Paramedic ready for action. And erm a sleeping dog. Sniffer dog may be?

I looked around and spotted lots of bananas.

Different types of bananas.
Different types of bananas. Again.

And breadfruit.

Different types of breadfruit.

And a chef.

Not sure they were cooking anything actually.

There were a few people watching a film about breadfruit being cut down from a branch.

I received some small bags of something. I was told it was pineapple. What relevance is that?

Pineapple somethings.

My French isn’t great. I think I missed something.

Bougainville, the  good old days. 

Weaving through the crowded streets of Papeete today, armed with my baguette, I cross the Parc Bougainville and head back to the Marina.

Ha, how times have changed since Admiral Louise – Antoine De Bougainville‘s days. He was an interesting French chap. Having battled alongside Napoleon against the Brits, he then took to the sea again and became the first French explorer to circumnavigate the world with naturalists and geographers aboard two ships.

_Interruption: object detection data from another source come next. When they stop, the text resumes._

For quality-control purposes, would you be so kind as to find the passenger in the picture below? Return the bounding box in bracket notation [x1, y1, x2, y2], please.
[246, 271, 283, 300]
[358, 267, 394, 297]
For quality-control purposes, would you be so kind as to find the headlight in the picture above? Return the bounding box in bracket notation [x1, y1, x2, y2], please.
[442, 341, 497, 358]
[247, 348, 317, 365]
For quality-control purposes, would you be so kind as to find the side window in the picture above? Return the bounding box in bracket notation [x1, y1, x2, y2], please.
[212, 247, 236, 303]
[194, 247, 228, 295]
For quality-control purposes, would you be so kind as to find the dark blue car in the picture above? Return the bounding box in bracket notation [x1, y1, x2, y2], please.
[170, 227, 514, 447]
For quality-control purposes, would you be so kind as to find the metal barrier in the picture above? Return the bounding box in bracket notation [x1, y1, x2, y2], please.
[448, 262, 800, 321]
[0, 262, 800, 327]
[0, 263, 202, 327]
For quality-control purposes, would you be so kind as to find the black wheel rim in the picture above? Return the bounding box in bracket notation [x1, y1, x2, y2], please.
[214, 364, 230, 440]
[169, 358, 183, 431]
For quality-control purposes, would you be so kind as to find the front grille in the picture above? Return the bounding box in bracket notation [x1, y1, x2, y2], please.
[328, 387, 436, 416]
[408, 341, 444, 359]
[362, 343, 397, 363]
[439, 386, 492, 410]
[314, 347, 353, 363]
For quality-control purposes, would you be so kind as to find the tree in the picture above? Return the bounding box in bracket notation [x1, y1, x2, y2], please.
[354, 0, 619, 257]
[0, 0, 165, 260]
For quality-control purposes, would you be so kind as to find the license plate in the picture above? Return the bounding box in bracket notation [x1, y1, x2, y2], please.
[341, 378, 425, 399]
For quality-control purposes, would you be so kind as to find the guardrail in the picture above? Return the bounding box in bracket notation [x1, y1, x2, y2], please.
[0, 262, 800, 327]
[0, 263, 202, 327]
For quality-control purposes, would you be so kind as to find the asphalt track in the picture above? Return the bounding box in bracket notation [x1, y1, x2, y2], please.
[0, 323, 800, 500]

A bit of a scandal here. Botanist Philbert Commercon had a valet to look after him on board. She was Jeanne Baret his mistress and fellow botanist, however, she had to disguise as a man. Jeanne became the first woman to circumnavigate the globe. The pair of them named a flowering plant which they collected in Rio de Janeiro and called it Bougainvillea after their boss. The vibrant flowers reflect the vibrant past.

Bougainville liked Tahiti. He must have been pretty cross to find that a Brit called Wallis discovered Tahiti first. However, he wrote a travel log and the best bit was Tahitian society, describing it as “an earthly paradise where men and women lived in blissful innocence, far from corruption of civilisation”

I dash across the road at the crossing, dodging the vehicles reluctant to stop. It’s a non stop flow of traffic.

I wonder what the great Admiral’s travel log on Tahitian society would say today for his not so earthly paradise. However, the flowers remain vibrant and so does the modern Tahitian society.